Different lessons can be taken from Defiance. “Come what may, we are here to stay” was the slogan of the Southall Youth Movement. The core narrative of Defiance is about the frustration of a younger generation, seeing the moderation and meekness of the older group as futile.

“Fight fire with fire” is a lesson that may often present more dangers for minority than majority groups. That defiance felt like a reluctant, necessary means of self-defence, in the absence of police protection is put with dignity and power by Suresh Grover of the Monitoring Group and Balraj Purewal, who co-founded the Southall Youth Movement. The argument felt more persuasive in response to the 1976 murder and the acquittal of the Bradford 12 in 1981 than in the pitched battles with police over attempts to burn down a pub frequented by skinhead bands in Southall in 1981.

Yet its witness testimonies capture a plural range of generational shifts. The brothers Shaf and Rafiq Mughal argue over how to make change happen – with Shaf joining the police while his brother is a campaigning journalist.

Pritpal Sahota talks of the generational rift between home and school, over what it meant to be Asian or British. The series has the confidence to give her the final word, to contest what the lesson for the next generation might be, doubting the support of the police or the courts. “There are no lessons. It happened to us”, she concludes.

The series has evoked a deeply emotional response from viewers who recall growing up in this atmosphere. Watching Defiance reinforced my sense that those of us even just a few years younger often seemed a luckier generation. The experience of being 15 years old was different in 1989 than in 1979.

Those only a few years older than myself often talk about the inevitability of racist violence. Maybe I was lucky to never experience that myself, yet the racism on the playgrounds and football terraces had often become more verbal than violent.

The atmosphere had certainly softened dramatically by 1999 too. But progress is never linear. It is not hard to hear echoes of that era in politics today. Because Southall had become half-Asian by the mid-1970s, it is an early focal point about dispossession and displacement.

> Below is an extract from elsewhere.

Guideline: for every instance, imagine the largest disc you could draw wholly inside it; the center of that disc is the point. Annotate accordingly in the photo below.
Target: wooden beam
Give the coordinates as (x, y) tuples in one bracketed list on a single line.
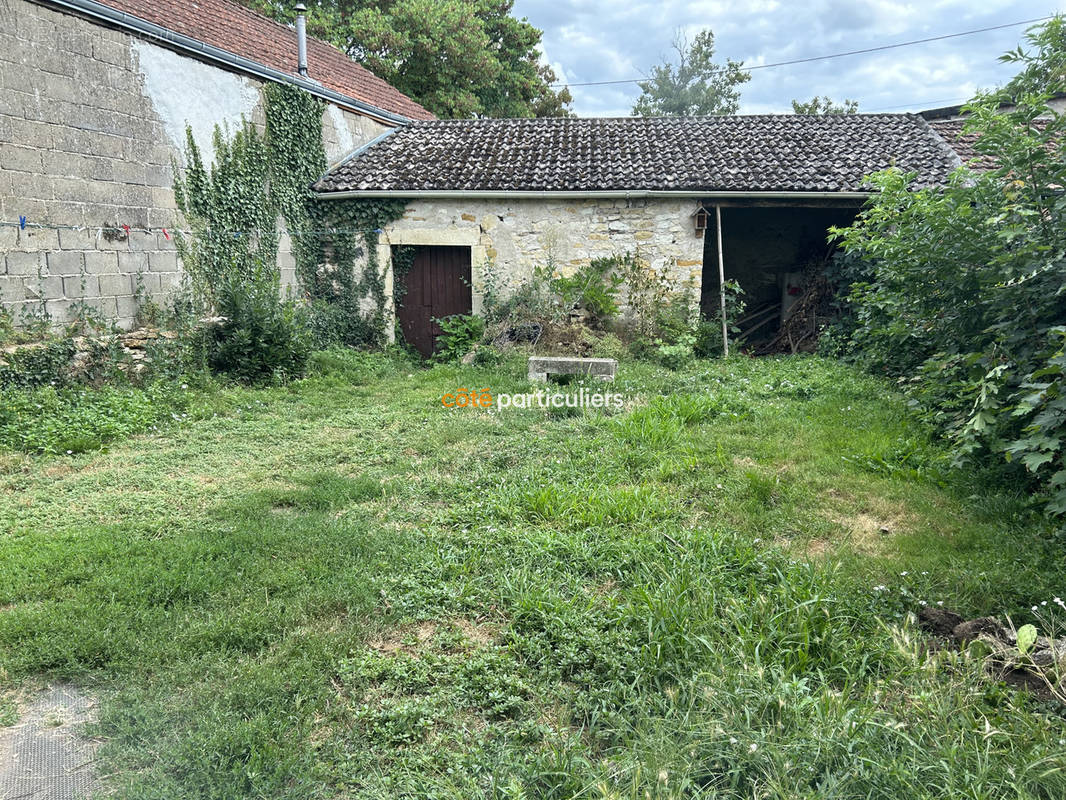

That centre of gravity shifted from Southall in the 1970s to Leicester in the 1980s, Eltham and Greenwich in the 1990s and Oldham in the 2000s. Such viscerally territorial local arguments are more seldom seen today. Social relationships across groups among the young are simply much closer. Yet the diffuse online networks that promote the Great Replacement Theory can still seek to socialise a toxic fringe into deadly violence.

Sunder Katwala

The most significant impact of Defiance may be to begin new conversations across generations with those born later. I watched the first episode with my older teenagers, aged 18 and 16. They found the visceral hatred shocking, and were surprised to at how Asians were viewed as a threat, being more familiar with different stereotypes of the group.

Their overriding sense was about how much had changed rather than how little, though they have high expectations about what more should change again now. Whatever they decide its lessons might be, the next generation should learn about this period. A society can change dramatically within a lifetime – but social change rarely happens by chance.